Depending on the circumstance with the pup and what I have scheduled for the day, determines if I try to get the puppy in and out of the salon quickly, or I might choose to keep it longer and put it on the table several times to get through the groom. Most often, I try to get keep the puppy for a brief period of time to help minimize stress.  I let the client know that if the puppy needs to take several breaks from being on the table, I might be calling asking for a few more hours for the visit.  When they know this ahead of time, and I explain how I want to make it an enjoyable experience as it sets the pace for grooming for the lifetime of the dog, they seem to be more understanding.  As long as I communicate with the client and let them know why I might need to keep the puppy, they are more understanding.  So not only is it our job to teach the puppy to enjoy being groomed, we have to train the client to do what is in the puppy’s best interest.

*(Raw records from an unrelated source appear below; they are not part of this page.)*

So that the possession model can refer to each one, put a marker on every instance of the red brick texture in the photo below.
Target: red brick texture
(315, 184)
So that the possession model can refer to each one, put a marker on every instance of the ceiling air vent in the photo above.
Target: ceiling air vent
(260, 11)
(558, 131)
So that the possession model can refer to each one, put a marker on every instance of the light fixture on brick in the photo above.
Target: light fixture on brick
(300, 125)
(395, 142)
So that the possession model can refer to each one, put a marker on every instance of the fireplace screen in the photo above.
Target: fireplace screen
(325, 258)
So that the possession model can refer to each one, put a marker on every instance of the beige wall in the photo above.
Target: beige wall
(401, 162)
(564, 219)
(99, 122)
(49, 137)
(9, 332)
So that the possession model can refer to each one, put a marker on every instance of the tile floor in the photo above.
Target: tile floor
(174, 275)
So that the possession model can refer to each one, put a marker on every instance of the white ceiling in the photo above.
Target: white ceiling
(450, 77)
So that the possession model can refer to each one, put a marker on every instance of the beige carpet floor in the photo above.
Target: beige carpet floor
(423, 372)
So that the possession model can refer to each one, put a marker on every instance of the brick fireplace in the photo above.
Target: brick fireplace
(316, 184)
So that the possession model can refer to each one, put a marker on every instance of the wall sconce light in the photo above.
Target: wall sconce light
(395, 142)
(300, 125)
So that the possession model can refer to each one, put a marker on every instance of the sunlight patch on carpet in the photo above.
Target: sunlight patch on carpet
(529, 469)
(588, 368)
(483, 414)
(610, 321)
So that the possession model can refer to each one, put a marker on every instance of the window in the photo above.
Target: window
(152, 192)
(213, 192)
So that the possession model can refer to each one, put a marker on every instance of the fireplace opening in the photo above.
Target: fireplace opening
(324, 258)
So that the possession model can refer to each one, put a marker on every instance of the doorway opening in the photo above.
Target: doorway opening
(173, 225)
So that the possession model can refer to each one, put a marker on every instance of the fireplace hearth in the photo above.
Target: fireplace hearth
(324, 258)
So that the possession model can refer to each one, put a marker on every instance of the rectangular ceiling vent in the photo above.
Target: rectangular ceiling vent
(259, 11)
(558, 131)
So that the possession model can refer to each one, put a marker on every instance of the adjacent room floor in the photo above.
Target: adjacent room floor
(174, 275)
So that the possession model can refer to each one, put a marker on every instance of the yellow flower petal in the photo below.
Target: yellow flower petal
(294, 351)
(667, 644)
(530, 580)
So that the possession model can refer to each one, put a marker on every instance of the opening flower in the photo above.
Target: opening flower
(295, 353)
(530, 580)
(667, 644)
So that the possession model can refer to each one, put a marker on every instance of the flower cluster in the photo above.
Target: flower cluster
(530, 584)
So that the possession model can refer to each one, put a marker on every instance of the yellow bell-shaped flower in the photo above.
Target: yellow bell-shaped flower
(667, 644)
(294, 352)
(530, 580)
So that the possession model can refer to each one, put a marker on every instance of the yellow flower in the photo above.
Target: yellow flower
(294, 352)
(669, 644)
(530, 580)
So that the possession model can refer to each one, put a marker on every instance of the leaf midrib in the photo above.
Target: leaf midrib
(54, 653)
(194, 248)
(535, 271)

Grooming a puppy for the first time can be very scary for the young one.  If the dog is on the smaller side, I will often put the dog on my lap holding it close to my body for the first nail trim.  I lower the tone of my voice and try to comfort them and offer praise when we are finished.  I always keep one hand on the puppy at all times when on the table.  After all, being on a table can be a scary thing for the puppy.  I also take the time to massage the pads of their feet, and familiarize them with the sound of clippers and scissors.  I even will gently hold their face under the chin as if I were going to trim the face. I pet them and give them a little massage to get them to relax and begin to trust me.  If the puppy is really nervous, I might not do a full groom the first time.  Sometimes, a bath and tidy is a better choice. If this happens, I ask the owner to bring the puppy back in 2 weeks for another groom.  Even though puppies can take more time to groom, I want them in the salon every 2 to 3 weeks.  I want to take the opportunity to teach them Puppy Grooming 101 so they can enjoy coming to the salon.  After all, I plan on grooming those puppies for their life time! I want them to have fun and behave so as they mature, I can put a cute, stylish trim on them!